ProcessGuard - DiamondCS - ($) If I did have to have one of these class of programs on my system, this would be it. ProcessGuard monitors your system and alerts the user to any processes attempting to run on your system. You then set rules to allow or block the activity. It's similar in concept to how a firewall will challenge Internet activity and prompt the user to allow/block. This application will work to keep processes (known and hidden) from slipping by the user without their knowledge. More info here.

Anti-Hook 2.5 - InfoProcess - (free) This program applies Host Intrustion Prevention System (HIPS) techniques to lock down your system. It gives kernel mode protection and blocks and alerts the user to suspicious activity attempting to hook into trusted system level processes and hijack them for malicious purposes. The website mentions a program registration problem in the current version 2.5 on XP Home OS. No word if it has actually been resolved yet.

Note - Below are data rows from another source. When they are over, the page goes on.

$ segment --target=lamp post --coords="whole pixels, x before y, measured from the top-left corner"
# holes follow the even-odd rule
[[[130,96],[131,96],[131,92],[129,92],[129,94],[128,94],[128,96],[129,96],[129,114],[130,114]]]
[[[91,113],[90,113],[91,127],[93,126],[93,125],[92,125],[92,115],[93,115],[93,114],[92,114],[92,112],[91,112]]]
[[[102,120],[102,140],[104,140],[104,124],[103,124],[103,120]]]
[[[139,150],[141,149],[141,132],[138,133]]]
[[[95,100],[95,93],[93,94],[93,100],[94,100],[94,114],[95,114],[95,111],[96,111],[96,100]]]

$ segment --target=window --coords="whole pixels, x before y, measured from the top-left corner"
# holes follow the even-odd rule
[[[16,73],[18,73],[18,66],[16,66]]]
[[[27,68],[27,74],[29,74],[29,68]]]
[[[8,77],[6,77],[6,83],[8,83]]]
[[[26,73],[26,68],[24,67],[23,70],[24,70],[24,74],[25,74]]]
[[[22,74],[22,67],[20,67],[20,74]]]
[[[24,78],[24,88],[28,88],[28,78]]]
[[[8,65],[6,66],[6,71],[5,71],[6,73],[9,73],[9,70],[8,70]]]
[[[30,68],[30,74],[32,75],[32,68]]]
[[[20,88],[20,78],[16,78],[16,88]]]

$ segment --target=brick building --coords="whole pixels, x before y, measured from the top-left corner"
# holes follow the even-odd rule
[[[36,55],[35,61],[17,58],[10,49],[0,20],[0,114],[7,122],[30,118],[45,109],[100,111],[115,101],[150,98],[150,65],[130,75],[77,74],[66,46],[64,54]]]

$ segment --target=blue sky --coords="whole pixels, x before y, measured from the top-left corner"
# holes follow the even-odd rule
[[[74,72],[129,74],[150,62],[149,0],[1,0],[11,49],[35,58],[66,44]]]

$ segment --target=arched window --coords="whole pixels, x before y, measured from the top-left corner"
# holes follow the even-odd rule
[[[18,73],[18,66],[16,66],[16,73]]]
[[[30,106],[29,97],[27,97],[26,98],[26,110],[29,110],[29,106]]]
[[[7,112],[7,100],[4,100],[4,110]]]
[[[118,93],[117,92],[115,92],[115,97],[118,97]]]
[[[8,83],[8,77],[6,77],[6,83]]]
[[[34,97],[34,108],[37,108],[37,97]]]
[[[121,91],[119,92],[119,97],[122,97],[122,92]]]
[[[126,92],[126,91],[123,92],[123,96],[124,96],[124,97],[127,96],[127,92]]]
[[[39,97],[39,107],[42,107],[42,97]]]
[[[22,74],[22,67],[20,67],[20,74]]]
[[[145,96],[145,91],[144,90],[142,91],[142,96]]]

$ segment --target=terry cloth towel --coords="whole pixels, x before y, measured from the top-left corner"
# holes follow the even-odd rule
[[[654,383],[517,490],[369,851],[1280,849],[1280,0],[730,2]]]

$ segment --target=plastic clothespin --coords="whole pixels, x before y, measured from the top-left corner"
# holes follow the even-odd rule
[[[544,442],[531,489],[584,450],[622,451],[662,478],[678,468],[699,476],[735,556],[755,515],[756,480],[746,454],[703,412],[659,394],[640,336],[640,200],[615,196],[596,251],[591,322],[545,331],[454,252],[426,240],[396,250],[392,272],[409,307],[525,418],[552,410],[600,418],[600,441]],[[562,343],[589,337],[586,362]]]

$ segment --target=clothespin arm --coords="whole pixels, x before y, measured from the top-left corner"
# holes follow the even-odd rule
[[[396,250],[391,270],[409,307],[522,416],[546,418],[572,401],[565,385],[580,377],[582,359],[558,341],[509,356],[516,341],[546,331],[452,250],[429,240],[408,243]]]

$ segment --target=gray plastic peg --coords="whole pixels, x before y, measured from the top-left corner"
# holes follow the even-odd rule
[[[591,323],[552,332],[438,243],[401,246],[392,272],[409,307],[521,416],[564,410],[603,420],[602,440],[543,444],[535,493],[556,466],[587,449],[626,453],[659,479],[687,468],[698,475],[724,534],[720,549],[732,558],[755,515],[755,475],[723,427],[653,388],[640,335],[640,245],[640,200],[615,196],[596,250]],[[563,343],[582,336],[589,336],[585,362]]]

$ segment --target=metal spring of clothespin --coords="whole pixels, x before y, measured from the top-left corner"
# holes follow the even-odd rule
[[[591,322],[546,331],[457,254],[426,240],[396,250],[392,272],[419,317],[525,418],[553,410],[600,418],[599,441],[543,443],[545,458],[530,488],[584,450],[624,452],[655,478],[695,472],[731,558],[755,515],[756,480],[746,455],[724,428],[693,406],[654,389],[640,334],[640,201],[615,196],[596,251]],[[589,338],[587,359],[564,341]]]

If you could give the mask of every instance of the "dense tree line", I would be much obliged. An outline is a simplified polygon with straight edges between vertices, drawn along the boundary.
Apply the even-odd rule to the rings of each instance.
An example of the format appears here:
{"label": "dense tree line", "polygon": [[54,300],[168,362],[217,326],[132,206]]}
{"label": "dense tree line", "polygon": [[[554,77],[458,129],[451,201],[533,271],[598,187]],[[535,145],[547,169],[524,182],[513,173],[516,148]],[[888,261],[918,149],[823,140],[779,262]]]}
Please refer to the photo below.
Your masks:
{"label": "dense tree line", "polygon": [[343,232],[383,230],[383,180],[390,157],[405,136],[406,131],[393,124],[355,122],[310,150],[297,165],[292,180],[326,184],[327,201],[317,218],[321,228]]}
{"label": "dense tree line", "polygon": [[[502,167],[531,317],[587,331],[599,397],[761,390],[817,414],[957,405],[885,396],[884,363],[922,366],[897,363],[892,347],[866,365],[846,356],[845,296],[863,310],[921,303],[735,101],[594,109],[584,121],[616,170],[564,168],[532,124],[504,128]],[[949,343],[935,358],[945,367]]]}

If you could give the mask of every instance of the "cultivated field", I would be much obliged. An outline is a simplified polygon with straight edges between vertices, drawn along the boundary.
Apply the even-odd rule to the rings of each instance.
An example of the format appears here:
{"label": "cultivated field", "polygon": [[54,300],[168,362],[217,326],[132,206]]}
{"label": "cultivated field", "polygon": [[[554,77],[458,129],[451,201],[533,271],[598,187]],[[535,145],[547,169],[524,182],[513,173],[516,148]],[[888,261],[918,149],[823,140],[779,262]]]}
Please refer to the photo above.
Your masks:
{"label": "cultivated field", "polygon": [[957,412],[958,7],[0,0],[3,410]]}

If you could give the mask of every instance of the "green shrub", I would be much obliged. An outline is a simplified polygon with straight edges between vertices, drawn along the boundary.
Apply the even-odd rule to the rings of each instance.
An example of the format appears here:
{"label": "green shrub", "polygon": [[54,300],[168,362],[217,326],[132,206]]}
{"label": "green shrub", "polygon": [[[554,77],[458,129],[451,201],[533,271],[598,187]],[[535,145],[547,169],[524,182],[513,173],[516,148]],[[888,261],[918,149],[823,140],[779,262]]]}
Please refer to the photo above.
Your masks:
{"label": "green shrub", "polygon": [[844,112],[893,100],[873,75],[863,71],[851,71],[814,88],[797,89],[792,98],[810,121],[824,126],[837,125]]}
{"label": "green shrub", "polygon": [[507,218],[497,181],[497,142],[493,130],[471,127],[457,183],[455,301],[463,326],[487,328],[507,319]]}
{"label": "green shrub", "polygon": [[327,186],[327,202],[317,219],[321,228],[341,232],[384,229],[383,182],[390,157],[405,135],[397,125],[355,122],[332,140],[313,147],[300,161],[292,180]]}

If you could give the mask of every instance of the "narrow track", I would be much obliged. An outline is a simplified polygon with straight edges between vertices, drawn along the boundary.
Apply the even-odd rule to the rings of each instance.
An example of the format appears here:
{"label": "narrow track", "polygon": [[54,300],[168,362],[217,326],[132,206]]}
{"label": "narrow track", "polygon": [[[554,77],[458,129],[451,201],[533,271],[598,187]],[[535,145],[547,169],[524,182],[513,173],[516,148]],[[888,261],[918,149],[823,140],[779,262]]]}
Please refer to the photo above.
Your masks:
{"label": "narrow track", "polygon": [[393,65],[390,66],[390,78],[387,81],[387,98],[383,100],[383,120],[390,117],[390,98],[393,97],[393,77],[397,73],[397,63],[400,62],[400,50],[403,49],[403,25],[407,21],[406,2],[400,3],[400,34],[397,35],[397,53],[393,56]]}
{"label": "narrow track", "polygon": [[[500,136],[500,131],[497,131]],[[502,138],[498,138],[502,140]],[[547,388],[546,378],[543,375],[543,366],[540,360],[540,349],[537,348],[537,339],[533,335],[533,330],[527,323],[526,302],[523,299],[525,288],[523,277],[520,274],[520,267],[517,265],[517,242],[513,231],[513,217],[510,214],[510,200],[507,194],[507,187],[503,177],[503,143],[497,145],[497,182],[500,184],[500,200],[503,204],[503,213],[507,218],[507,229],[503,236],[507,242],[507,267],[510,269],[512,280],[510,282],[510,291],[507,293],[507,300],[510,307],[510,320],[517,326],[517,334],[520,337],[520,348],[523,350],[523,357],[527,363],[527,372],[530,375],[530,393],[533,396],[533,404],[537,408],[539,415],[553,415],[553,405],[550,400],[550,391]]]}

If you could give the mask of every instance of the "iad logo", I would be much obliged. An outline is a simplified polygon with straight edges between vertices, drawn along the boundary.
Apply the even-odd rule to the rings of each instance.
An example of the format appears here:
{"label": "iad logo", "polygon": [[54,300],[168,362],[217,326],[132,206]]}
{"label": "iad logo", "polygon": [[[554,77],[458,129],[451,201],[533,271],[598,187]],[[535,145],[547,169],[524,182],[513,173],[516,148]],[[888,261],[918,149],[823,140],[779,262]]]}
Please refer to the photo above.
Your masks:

DefenseWall HIPS - ($) - Another HIPS model protection application.

AppDefend - Ghost Security - ($) - Process based application monitoring program.

RegDefend - Ghost Security - ($) - Process based registry monitoring program. Alerts user before registry changes are made.

WinPatrol Free / WinPatrol Plus - (free / $) - A multi-element utility, WinPatrol's "Scotty dog" monitors various elements on your system, including the autorun group, IE plugins, cookies, hidden files, scheduled tasks, Windows services, displays active processes, and file type associations. It will give a user alert when critical changes are made to your system. Cute, free and useful.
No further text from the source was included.